This week I would like to give a brain dump about shader compilers. The word shader is quite ambiguous, and can refer to either an algorithm that implements a BRDF/BSDF, or to a program that’s executed by a graphics API (OpenGL/DirectX) on graphics hardware. The article title refers to the former, even though the latter is still massively important.
The canonical work on shaders is Shade Trees by Cook[pdf]. It describes a used supplied AST for shading calculations, rather than a preset collections. Shaders are supplied as source code, and compiled by a compiler with special intrinsics for graphics (dot(), specular(),…).
Building Block Shaders gives some hints for implementing shade trees.
Specializing Shaders presents optimizations of shaders written in a C-like language targeting CPU. Details on caching, precomputation of uniforms. Ironically, a lot of these things later came back later with DirextX’s preshaders, precalculating of LUT’s, … in the SM 2.0 era.
Abstract shade trees presents a system that “weaves” independent code fragments implementing different systems (shadowing, shading) into a runnable fragment program. It has a node/graph interface.
Shader Metaprogramming describes a high level system that emitted low-level GPU code. For instance, if/else could be emulated by multiplication by 0 on platforms that did not support it natively.
Libsh was a metaprogramming environment for shader that could generate GPU programs for different hardware (assembly level GPU at that time)
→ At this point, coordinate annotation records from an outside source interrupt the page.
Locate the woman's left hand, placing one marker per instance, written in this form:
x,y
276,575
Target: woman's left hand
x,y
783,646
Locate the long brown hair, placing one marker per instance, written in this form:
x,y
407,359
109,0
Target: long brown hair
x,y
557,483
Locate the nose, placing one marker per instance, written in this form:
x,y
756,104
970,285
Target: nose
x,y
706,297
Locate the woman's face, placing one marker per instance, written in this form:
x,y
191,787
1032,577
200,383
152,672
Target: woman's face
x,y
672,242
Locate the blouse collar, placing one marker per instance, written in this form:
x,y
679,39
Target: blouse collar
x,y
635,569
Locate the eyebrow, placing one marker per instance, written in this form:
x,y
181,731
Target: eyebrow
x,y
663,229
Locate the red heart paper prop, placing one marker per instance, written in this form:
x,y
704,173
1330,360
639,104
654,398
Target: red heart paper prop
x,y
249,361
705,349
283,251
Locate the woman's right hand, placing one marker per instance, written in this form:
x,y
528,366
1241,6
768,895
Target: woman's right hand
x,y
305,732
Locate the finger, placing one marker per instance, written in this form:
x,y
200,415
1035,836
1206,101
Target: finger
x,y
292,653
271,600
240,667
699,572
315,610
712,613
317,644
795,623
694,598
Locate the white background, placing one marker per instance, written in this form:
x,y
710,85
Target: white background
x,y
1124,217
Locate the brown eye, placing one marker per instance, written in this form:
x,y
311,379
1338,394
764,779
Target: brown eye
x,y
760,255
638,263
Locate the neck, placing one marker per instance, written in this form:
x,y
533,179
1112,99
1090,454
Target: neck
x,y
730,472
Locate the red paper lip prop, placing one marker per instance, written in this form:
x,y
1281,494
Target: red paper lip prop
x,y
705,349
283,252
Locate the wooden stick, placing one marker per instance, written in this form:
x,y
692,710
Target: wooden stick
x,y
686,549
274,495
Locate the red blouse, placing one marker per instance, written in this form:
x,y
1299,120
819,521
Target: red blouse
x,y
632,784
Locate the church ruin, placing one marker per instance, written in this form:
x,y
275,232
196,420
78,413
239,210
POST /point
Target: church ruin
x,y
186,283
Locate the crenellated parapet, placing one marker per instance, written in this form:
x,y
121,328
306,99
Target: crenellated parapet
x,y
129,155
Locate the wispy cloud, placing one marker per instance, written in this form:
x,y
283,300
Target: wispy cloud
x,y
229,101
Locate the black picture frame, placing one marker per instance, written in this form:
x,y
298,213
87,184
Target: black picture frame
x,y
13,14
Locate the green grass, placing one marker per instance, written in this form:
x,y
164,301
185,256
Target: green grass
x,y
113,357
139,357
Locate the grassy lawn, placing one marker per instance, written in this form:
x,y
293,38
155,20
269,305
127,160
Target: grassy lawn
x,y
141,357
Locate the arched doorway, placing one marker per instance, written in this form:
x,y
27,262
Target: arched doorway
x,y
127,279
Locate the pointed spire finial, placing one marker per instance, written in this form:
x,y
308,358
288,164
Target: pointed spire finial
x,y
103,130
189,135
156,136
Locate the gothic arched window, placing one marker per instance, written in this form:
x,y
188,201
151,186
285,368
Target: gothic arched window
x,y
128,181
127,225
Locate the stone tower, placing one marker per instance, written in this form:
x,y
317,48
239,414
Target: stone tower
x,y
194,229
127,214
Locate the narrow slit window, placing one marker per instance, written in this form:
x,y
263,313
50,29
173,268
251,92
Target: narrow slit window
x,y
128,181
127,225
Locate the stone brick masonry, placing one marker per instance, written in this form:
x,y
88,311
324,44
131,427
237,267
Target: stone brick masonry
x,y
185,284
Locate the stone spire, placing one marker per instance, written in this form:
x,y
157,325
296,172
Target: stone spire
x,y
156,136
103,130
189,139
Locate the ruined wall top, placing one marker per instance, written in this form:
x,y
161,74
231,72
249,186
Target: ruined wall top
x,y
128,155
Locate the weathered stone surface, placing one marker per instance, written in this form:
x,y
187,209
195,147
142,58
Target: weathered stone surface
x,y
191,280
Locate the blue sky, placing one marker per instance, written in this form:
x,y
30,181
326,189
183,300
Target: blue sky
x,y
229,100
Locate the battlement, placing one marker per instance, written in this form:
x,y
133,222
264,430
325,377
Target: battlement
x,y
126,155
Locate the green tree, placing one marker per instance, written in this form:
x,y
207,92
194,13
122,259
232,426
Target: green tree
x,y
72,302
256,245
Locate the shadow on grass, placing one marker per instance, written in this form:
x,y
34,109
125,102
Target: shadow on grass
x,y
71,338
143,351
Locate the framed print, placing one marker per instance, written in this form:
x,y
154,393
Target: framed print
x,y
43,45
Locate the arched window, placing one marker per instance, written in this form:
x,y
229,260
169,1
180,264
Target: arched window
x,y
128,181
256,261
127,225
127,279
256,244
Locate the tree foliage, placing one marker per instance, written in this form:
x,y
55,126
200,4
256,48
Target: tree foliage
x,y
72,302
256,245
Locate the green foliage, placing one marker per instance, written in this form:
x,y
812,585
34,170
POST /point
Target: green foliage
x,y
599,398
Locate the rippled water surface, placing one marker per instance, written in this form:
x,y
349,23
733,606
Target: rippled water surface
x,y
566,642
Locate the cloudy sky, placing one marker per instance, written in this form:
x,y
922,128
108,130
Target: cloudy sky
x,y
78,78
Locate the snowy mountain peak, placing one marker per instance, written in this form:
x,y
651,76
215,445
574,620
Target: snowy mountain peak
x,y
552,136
User-Configurable Automatic Shader Simplification generates simpler, less correct versions of fragment programs for LODing by transforming the original AST. The important thing for me is that we are also interested in optimazations that do not produce “exactly the same output, but “perceptually similar but faster”, which violates an important presupposition of compiler optimization (to good effect).
Frostbite terrain rendering[pdf] shows an ad hoc approach to generating gpu programs, in this case for terrain layers. Significantly different from Ubershaders, as the generation was driven from cpp code, rather than a driver preprocessor.
The entire SIGGRAPH 2011 Course: Compiler Technology for Rendering is very valuable
ispc is a low-level SPMD (single program, multiple data) compiler, running on LLVM.The assumption that a function runs many times on adjacent data allows for better vectorization.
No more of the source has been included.